Bradley J. Murg, Director of Research
First, a short disclaimer: GMRC is a non-partisan entity that focuses primarily on economic and legal policy. As social scientists, we believe in the principle of scientific objectivity and present our analysis/discussion from that perspective rather than anything that could be labelled (erroneously) as "political." We do not seek to in any way intervene in the politics of the countries we study; which would be a gross ethical violation on our part. Now with that out of the way ...
An interesting article from Bloomberg caught our eye which we posted earlier today via social media. The article makes some excellent points, let's extend them out a bit.
In the development literature there exists a not so interesting debate on whether liberal democracy or authoritarianism is the more useful form of government as regards the promotion of rapid growth and development. In our view, Amartya Sen has done a rather solid job in utterly destroying the argument for authoritarian "development," demonstrating that it does gross violence to the basic concept of development, unless one is still using the old "it's all about GDP per capita" argument (haven't heard that one trotted out in a while).
The Beijing Consensus, a term coined by Jonathan Cooper Ramo, highlights core aspects of the "China Model" and presents itself as an alternative to the liberal, free market Washington Consensus model set out in the early 1990s. While there are competing understandings, the Beijing Consensus essentially consists of the following pillars:
- Incremental Reform (as opposed to a Big Bang approach).
- Innovation and Experimentation
- Export Led Growth,
- State Capitalism (as opposed to Socialist Planning or Free Market Capitalism).
- Authoritarianism (as opposed to Democracy or Autocracy).
Let's focus, for today on the fifth of these points. In a rather horrid and grossly uninformed op-ed in the New York Times several years back Tom Friedman (who should really stick to writing about the Middle East), made the case for the authoritarian model, highlighting its relative "efficiency" compared to the rather messy process and slow time frames in policy implementation that can often accompany liberal democracy. It's an appealing approach to many, even current Canadian Prime Minister Justin Trudeau stated his deep admiration for the China model - words that came back to haunt him during the last Canadian election.
When we examine the Beijing Consensus approach, specifically pillar five, we see deep problems for other states seeking to implement it or a variant thereof and do not see it as replicable for states other than China in that those other states simply do not have the unique advantages that supported China's early and medium term growth (e.g., a constant supply of FDI from the Chinese diaspora in Hong Kong, Singapore, Taiwan, and other HuaQiao communities in Southeast Asia; the unique legal role played by Hong Kong; and the enormous domestic market). In other words, if the Beijing Consensus is your model - you're in for a rough ride.

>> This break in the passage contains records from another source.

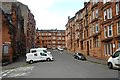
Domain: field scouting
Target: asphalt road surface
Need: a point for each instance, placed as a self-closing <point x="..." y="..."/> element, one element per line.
<point x="64" y="66"/>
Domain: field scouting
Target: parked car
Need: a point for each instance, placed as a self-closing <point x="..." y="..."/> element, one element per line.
<point x="38" y="56"/>
<point x="61" y="49"/>
<point x="114" y="60"/>
<point x="79" y="56"/>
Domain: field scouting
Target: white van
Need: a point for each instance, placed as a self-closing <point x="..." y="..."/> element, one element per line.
<point x="39" y="50"/>
<point x="38" y="56"/>
<point x="114" y="60"/>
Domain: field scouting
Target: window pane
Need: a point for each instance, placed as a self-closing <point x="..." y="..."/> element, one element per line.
<point x="118" y="44"/>
<point x="118" y="27"/>
<point x="117" y="8"/>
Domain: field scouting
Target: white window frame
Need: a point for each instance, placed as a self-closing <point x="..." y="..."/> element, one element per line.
<point x="93" y="15"/>
<point x="105" y="50"/>
<point x="96" y="13"/>
<point x="105" y="15"/>
<point x="117" y="8"/>
<point x="109" y="13"/>
<point x="118" y="26"/>
<point x="97" y="27"/>
<point x="111" y="31"/>
<point x="118" y="44"/>
<point x="110" y="47"/>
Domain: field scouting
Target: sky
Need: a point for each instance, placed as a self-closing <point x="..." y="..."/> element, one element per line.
<point x="53" y="14"/>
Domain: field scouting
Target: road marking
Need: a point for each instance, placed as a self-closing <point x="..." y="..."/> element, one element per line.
<point x="17" y="72"/>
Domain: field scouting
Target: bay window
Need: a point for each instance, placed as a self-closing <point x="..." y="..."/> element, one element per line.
<point x="118" y="27"/>
<point x="105" y="32"/>
<point x="117" y="8"/>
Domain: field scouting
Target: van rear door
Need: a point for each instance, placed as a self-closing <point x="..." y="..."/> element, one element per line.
<point x="43" y="56"/>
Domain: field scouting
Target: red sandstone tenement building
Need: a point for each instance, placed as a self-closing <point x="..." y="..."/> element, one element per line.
<point x="95" y="29"/>
<point x="50" y="38"/>
<point x="17" y="23"/>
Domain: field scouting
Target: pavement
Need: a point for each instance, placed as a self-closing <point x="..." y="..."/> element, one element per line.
<point x="21" y="62"/>
<point x="18" y="63"/>
<point x="93" y="59"/>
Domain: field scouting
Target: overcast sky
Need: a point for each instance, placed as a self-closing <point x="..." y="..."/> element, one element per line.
<point x="52" y="14"/>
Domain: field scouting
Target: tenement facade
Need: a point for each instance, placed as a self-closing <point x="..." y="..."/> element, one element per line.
<point x="50" y="38"/>
<point x="18" y="30"/>
<point x="95" y="29"/>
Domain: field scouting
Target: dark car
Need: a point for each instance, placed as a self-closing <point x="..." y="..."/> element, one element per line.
<point x="79" y="56"/>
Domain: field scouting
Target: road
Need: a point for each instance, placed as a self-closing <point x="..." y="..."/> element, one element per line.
<point x="64" y="66"/>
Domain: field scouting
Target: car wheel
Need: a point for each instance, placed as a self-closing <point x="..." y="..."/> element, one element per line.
<point x="110" y="66"/>
<point x="48" y="59"/>
<point x="31" y="62"/>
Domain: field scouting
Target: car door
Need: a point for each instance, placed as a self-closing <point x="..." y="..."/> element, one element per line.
<point x="116" y="58"/>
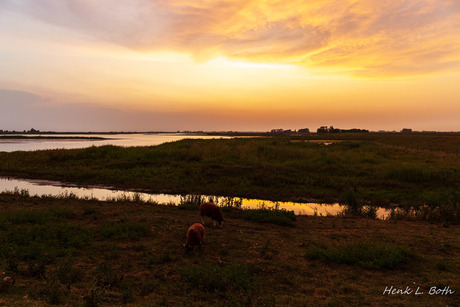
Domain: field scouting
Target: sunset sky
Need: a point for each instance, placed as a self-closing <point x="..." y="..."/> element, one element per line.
<point x="252" y="65"/>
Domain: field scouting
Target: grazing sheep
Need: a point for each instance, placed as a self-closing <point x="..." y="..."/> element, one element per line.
<point x="213" y="211"/>
<point x="195" y="235"/>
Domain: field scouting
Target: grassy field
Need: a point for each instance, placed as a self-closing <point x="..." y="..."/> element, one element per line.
<point x="380" y="169"/>
<point x="87" y="253"/>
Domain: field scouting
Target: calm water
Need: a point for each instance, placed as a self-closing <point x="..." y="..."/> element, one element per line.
<point x="140" y="139"/>
<point x="44" y="187"/>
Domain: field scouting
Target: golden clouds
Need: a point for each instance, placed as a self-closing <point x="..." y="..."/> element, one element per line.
<point x="370" y="38"/>
<point x="361" y="37"/>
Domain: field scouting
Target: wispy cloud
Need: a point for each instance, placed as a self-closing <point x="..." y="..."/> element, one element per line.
<point x="370" y="38"/>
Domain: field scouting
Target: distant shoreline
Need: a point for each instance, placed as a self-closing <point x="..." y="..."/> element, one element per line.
<point x="24" y="137"/>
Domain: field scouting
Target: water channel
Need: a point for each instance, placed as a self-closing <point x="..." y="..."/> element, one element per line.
<point x="54" y="188"/>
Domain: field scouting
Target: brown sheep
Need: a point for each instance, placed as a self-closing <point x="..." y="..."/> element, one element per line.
<point x="213" y="211"/>
<point x="195" y="235"/>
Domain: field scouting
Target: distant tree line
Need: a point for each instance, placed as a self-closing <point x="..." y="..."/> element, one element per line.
<point x="331" y="129"/>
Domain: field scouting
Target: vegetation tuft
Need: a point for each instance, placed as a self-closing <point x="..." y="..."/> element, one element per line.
<point x="367" y="255"/>
<point x="270" y="215"/>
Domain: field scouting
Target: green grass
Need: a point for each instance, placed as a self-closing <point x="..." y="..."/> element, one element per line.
<point x="59" y="253"/>
<point x="367" y="255"/>
<point x="381" y="168"/>
<point x="270" y="215"/>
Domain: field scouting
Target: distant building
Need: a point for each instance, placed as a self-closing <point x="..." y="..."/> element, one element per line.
<point x="406" y="130"/>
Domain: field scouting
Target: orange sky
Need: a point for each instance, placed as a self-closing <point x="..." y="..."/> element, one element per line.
<point x="229" y="65"/>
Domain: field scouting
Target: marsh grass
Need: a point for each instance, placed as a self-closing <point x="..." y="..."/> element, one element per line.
<point x="245" y="263"/>
<point x="367" y="255"/>
<point x="382" y="168"/>
<point x="210" y="277"/>
<point x="272" y="215"/>
<point x="124" y="229"/>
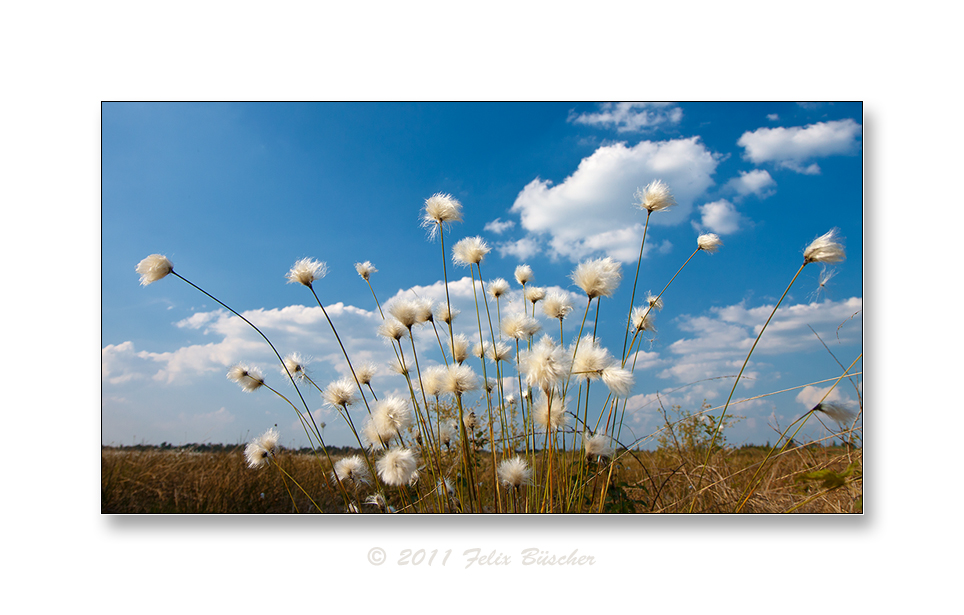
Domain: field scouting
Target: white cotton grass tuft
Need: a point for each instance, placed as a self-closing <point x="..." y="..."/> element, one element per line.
<point x="523" y="274"/>
<point x="153" y="268"/>
<point x="261" y="448"/>
<point x="514" y="472"/>
<point x="550" y="413"/>
<point x="557" y="305"/>
<point x="351" y="470"/>
<point x="397" y="467"/>
<point x="296" y="365"/>
<point x="837" y="412"/>
<point x="498" y="287"/>
<point x="619" y="380"/>
<point x="365" y="373"/>
<point x="825" y="249"/>
<point x="249" y="378"/>
<point x="440" y="209"/>
<point x="365" y="269"/>
<point x="598" y="278"/>
<point x="599" y="445"/>
<point x="340" y="393"/>
<point x="656" y="196"/>
<point x="306" y="271"/>
<point x="520" y="326"/>
<point x="545" y="365"/>
<point x="470" y="251"/>
<point x="709" y="242"/>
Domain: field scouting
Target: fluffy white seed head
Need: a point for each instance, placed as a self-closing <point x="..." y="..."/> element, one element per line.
<point x="397" y="467"/>
<point x="248" y="378"/>
<point x="306" y="271"/>
<point x="153" y="268"/>
<point x="709" y="242"/>
<point x="655" y="197"/>
<point x="470" y="251"/>
<point x="441" y="209"/>
<point x="365" y="269"/>
<point x="556" y="305"/>
<point x="352" y="470"/>
<point x="523" y="274"/>
<point x="599" y="445"/>
<point x="393" y="329"/>
<point x="514" y="472"/>
<point x="340" y="393"/>
<point x="498" y="287"/>
<point x="520" y="326"/>
<point x="545" y="365"/>
<point x="598" y="278"/>
<point x="261" y="448"/>
<point x="825" y="249"/>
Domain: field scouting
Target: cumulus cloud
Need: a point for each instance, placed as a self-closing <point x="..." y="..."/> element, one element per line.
<point x="630" y="116"/>
<point x="792" y="148"/>
<point x="720" y="217"/>
<point x="498" y="226"/>
<point x="591" y="212"/>
<point x="718" y="342"/>
<point x="757" y="182"/>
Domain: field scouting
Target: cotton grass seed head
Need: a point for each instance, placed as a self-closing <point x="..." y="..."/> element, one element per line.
<point x="709" y="242"/>
<point x="556" y="305"/>
<point x="261" y="448"/>
<point x="470" y="251"/>
<point x="351" y="470"/>
<point x="514" y="472"/>
<point x="153" y="268"/>
<point x="825" y="249"/>
<point x="248" y="378"/>
<point x="523" y="274"/>
<point x="365" y="269"/>
<point x="397" y="467"/>
<point x="498" y="287"/>
<point x="306" y="271"/>
<point x="598" y="278"/>
<point x="441" y="209"/>
<point x="655" y="197"/>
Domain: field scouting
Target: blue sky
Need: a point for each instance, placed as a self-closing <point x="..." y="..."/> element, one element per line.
<point x="234" y="194"/>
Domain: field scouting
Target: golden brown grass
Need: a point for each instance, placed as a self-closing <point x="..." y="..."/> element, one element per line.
<point x="810" y="479"/>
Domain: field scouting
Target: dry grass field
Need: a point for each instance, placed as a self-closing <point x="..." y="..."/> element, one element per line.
<point x="806" y="479"/>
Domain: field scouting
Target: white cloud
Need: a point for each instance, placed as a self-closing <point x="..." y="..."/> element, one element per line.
<point x="592" y="211"/>
<point x="756" y="182"/>
<point x="498" y="226"/>
<point x="630" y="116"/>
<point x="720" y="217"/>
<point x="792" y="148"/>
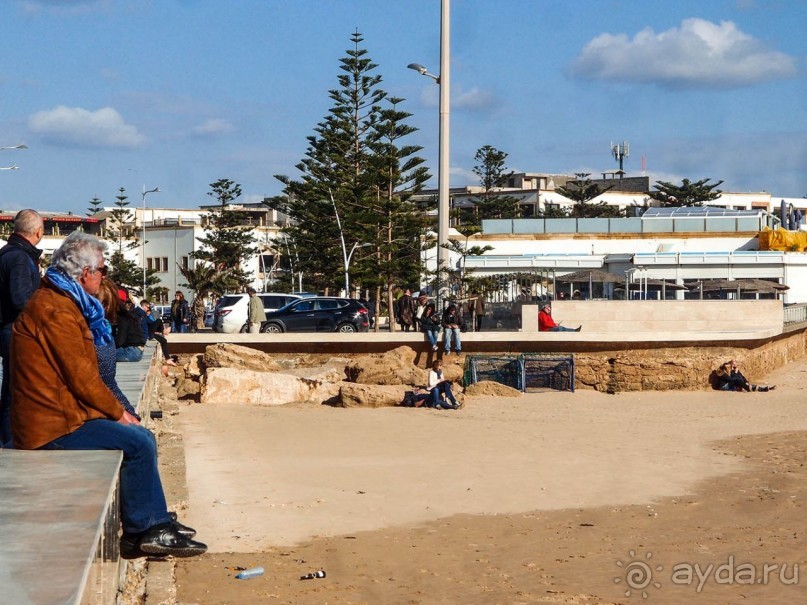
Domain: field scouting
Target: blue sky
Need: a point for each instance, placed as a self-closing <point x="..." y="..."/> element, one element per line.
<point x="179" y="93"/>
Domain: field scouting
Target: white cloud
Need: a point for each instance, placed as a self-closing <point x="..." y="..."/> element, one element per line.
<point x="212" y="127"/>
<point x="80" y="127"/>
<point x="699" y="54"/>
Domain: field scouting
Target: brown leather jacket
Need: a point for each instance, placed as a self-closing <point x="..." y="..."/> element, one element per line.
<point x="56" y="385"/>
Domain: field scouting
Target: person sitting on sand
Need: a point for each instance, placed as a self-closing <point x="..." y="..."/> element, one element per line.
<point x="441" y="395"/>
<point x="729" y="378"/>
<point x="547" y="324"/>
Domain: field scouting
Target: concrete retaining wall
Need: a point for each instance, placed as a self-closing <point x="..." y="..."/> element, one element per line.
<point x="760" y="317"/>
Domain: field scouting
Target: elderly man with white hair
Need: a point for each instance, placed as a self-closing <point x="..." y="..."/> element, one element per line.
<point x="60" y="401"/>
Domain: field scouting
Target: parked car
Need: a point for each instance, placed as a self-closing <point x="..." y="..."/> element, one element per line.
<point x="319" y="314"/>
<point x="163" y="312"/>
<point x="230" y="314"/>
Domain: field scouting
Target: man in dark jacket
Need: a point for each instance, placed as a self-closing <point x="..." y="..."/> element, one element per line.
<point x="19" y="277"/>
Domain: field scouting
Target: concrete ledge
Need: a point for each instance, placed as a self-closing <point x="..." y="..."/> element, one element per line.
<point x="662" y="316"/>
<point x="474" y="342"/>
<point x="54" y="508"/>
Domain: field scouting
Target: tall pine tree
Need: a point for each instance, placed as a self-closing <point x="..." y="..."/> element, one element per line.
<point x="493" y="175"/>
<point x="685" y="194"/>
<point x="228" y="242"/>
<point x="355" y="187"/>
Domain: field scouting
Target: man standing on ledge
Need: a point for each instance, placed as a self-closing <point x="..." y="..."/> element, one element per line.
<point x="19" y="277"/>
<point x="256" y="314"/>
<point x="547" y="324"/>
<point x="61" y="402"/>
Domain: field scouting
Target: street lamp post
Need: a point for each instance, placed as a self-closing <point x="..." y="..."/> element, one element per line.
<point x="13" y="166"/>
<point x="145" y="193"/>
<point x="347" y="266"/>
<point x="443" y="80"/>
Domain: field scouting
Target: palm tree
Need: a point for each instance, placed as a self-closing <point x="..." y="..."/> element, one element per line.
<point x="201" y="279"/>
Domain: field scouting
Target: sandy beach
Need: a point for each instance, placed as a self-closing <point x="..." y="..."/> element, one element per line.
<point x="548" y="498"/>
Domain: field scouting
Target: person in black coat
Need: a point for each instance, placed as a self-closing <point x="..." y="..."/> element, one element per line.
<point x="19" y="277"/>
<point x="129" y="340"/>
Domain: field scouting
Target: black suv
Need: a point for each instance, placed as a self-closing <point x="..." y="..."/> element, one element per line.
<point x="318" y="314"/>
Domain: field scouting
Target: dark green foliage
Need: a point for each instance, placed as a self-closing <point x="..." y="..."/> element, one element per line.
<point x="355" y="189"/>
<point x="95" y="206"/>
<point x="204" y="278"/>
<point x="686" y="194"/>
<point x="228" y="242"/>
<point x="493" y="175"/>
<point x="582" y="192"/>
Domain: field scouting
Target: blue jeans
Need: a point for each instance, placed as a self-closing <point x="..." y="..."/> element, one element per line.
<point x="141" y="491"/>
<point x="128" y="354"/>
<point x="5" y="393"/>
<point x="435" y="401"/>
<point x="457" y="343"/>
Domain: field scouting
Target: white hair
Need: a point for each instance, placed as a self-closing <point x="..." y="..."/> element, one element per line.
<point x="79" y="250"/>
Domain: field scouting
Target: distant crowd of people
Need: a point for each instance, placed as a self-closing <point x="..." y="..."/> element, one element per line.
<point x="61" y="337"/>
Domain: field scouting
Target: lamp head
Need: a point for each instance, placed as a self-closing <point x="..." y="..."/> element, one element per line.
<point x="418" y="68"/>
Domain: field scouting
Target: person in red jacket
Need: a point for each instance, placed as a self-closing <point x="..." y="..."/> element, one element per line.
<point x="547" y="324"/>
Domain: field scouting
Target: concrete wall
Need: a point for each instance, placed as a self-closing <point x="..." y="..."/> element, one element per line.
<point x="761" y="317"/>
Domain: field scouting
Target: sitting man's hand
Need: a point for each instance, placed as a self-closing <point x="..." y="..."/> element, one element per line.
<point x="127" y="418"/>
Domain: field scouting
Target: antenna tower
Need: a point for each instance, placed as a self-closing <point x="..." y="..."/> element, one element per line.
<point x="620" y="151"/>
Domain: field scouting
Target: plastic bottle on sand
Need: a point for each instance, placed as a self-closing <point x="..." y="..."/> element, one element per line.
<point x="252" y="572"/>
<point x="313" y="575"/>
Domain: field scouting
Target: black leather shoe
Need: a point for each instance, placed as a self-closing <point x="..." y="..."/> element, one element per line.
<point x="130" y="550"/>
<point x="163" y="540"/>
<point x="183" y="529"/>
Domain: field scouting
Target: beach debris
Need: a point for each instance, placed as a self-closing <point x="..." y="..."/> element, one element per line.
<point x="252" y="572"/>
<point x="314" y="575"/>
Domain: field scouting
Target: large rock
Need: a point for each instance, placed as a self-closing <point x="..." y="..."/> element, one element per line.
<point x="193" y="368"/>
<point x="187" y="388"/>
<point x="488" y="388"/>
<point x="227" y="355"/>
<point x="369" y="396"/>
<point x="393" y="367"/>
<point x="231" y="385"/>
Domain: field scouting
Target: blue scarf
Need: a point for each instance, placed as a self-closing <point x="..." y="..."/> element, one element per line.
<point x="90" y="307"/>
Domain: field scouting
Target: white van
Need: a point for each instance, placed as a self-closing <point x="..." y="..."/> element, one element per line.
<point x="231" y="311"/>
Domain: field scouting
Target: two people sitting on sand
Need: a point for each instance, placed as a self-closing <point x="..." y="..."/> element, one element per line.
<point x="547" y="324"/>
<point x="729" y="378"/>
<point x="437" y="395"/>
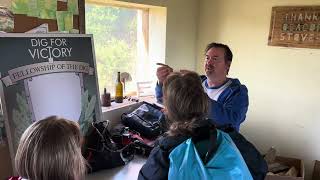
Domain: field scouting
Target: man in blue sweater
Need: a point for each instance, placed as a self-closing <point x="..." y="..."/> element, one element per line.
<point x="228" y="98"/>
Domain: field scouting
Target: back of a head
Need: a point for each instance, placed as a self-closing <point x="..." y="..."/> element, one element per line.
<point x="185" y="101"/>
<point x="49" y="150"/>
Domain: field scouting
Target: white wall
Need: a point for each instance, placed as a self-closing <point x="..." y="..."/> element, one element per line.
<point x="283" y="83"/>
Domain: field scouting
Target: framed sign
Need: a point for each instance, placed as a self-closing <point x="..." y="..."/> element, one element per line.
<point x="44" y="75"/>
<point x="295" y="26"/>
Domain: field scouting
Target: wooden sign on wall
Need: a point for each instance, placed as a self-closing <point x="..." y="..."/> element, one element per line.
<point x="295" y="26"/>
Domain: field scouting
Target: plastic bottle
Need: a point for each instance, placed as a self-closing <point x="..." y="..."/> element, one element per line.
<point x="106" y="99"/>
<point x="119" y="90"/>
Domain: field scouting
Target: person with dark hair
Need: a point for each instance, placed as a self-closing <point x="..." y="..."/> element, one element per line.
<point x="228" y="103"/>
<point x="192" y="148"/>
<point x="50" y="149"/>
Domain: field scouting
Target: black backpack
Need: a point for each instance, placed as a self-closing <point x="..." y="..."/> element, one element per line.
<point x="101" y="151"/>
<point x="257" y="165"/>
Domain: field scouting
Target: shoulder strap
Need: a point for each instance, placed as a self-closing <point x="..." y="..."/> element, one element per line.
<point x="213" y="145"/>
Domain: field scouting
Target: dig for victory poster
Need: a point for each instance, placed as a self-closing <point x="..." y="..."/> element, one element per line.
<point x="43" y="75"/>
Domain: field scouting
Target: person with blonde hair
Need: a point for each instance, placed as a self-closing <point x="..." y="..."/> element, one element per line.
<point x="50" y="150"/>
<point x="192" y="148"/>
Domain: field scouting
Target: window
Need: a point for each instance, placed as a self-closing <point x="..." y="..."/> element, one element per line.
<point x="121" y="38"/>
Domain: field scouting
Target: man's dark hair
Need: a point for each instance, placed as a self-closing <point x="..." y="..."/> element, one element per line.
<point x="227" y="52"/>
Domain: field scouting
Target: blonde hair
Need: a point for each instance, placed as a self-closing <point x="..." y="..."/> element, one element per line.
<point x="50" y="150"/>
<point x="185" y="101"/>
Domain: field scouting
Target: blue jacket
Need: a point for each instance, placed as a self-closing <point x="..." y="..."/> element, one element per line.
<point x="229" y="109"/>
<point x="176" y="157"/>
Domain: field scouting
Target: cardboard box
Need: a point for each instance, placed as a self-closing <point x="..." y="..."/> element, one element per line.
<point x="5" y="165"/>
<point x="297" y="163"/>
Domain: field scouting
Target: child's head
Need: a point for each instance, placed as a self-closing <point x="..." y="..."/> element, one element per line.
<point x="50" y="149"/>
<point x="185" y="102"/>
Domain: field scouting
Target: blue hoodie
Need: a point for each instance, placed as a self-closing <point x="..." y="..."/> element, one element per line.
<point x="230" y="108"/>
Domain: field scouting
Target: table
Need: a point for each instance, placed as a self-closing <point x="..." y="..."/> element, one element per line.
<point x="126" y="172"/>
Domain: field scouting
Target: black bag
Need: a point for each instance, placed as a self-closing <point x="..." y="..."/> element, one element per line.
<point x="257" y="165"/>
<point x="148" y="120"/>
<point x="140" y="145"/>
<point x="101" y="152"/>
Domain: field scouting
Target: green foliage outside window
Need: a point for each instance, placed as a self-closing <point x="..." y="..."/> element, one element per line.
<point x="115" y="40"/>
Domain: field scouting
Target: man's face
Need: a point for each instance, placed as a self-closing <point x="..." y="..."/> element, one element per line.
<point x="215" y="64"/>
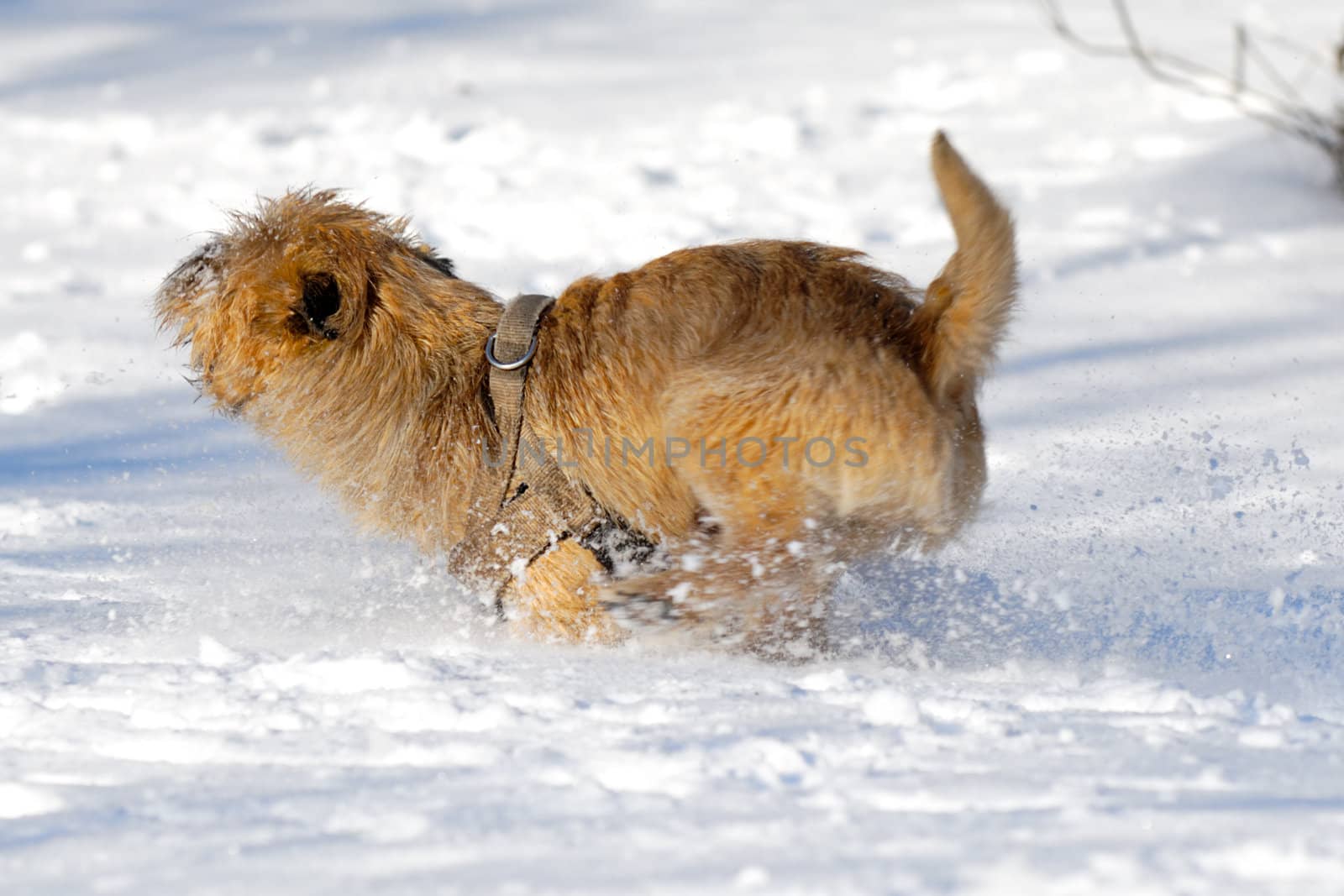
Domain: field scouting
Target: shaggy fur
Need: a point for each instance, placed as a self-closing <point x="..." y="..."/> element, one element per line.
<point x="360" y="354"/>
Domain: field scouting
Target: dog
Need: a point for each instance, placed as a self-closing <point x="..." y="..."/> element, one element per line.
<point x="790" y="406"/>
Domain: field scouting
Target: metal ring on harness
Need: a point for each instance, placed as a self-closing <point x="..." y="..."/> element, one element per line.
<point x="508" y="365"/>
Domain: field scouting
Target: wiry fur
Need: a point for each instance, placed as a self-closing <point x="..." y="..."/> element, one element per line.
<point x="383" y="399"/>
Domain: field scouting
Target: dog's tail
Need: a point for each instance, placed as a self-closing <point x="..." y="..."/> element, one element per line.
<point x="968" y="305"/>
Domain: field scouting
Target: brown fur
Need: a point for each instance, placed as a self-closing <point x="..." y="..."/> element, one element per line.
<point x="382" y="401"/>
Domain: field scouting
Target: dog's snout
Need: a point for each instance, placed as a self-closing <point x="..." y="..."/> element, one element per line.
<point x="322" y="301"/>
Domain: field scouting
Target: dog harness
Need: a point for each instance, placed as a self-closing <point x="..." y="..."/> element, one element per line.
<point x="521" y="503"/>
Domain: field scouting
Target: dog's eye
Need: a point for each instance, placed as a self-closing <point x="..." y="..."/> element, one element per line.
<point x="322" y="300"/>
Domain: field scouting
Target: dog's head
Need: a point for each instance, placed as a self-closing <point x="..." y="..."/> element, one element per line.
<point x="295" y="288"/>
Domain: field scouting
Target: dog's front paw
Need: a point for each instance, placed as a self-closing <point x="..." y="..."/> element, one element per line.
<point x="652" y="604"/>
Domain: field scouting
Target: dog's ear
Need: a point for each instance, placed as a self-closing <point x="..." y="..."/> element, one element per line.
<point x="322" y="302"/>
<point x="436" y="261"/>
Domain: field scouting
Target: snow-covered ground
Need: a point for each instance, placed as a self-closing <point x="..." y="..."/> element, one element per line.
<point x="1126" y="678"/>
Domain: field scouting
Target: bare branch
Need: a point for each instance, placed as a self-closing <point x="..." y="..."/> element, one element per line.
<point x="1289" y="114"/>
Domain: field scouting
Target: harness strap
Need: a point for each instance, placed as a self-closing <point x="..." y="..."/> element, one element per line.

Countries such as Vietnam and Cambodia are confronted with significant "repression costs," in light of both their smaller size and the structure of their economies for instance. The Bloomberg piece highlights how countries such as Vietnam are deeply dependent on the continued inflow of FDI for their continued growth and how openly repressive actions can create a comparative dis-advantage for these states when placed within the realities of the ASEAN regions, noting that even flawed democracies such as Indonesia and the Philippines will appear as more attractive locations for foreign investors. We would extend this a bit.
Active repression is expensive. In the context of, say, Cambodia - a country with a very unique economic structure (highly dependent on garment exports and tourism) - active, open repressive activities could easily result in sanctions and would clearly wipe out the tourism industry in the short to medium term, destroying years of successful marketing of "The Kingdom of Wonder." Actions such as these would ultimately exacerbate any existing domestic political issues and create a vicious cycle with ever declining FDI and tourism, unless China stepped in to "fill the gap" (a possibility that can't be discounted).
Vietnam, however, does not have the "China card" to play in light of its never-ending, slow boiling tensions with its enormous northern neighbor placing it in a more perilous position when confronted with the decision as to whether to repress or not to repress (we'll avoid applying game theory here out of generosity to our readers).
At the same time, even smaller scale repression can undermine FDI/tourism etc, slowing development, and create severe problems in the medium to long term as regards regime stability. If, following, Weber a regime's legitimacy is eudaemonic, i.e., based on "the happiness of the people" (generally conceptualized as increased standard of living at a consistent, regular pace) - actions that slow that growth or even lead to recession create new threats to regime stability.
Finally, the authoritarian model creates the ideal conditions for a country to end up stuck in the "middle income trap," as authoritarianism has a tendency to undermine the innovation and creativity needed to move up the ladder of production and (as China has experienced) often sees the human capital required to make that move simply decide to pack up and move to more liberal states, e.g. Australia and the United States.
So, there are costs. Big ones. In the short, medium, and long terms. The great rule of economics is that we can't tell you what to do, all we can do is explain the costs to each decision.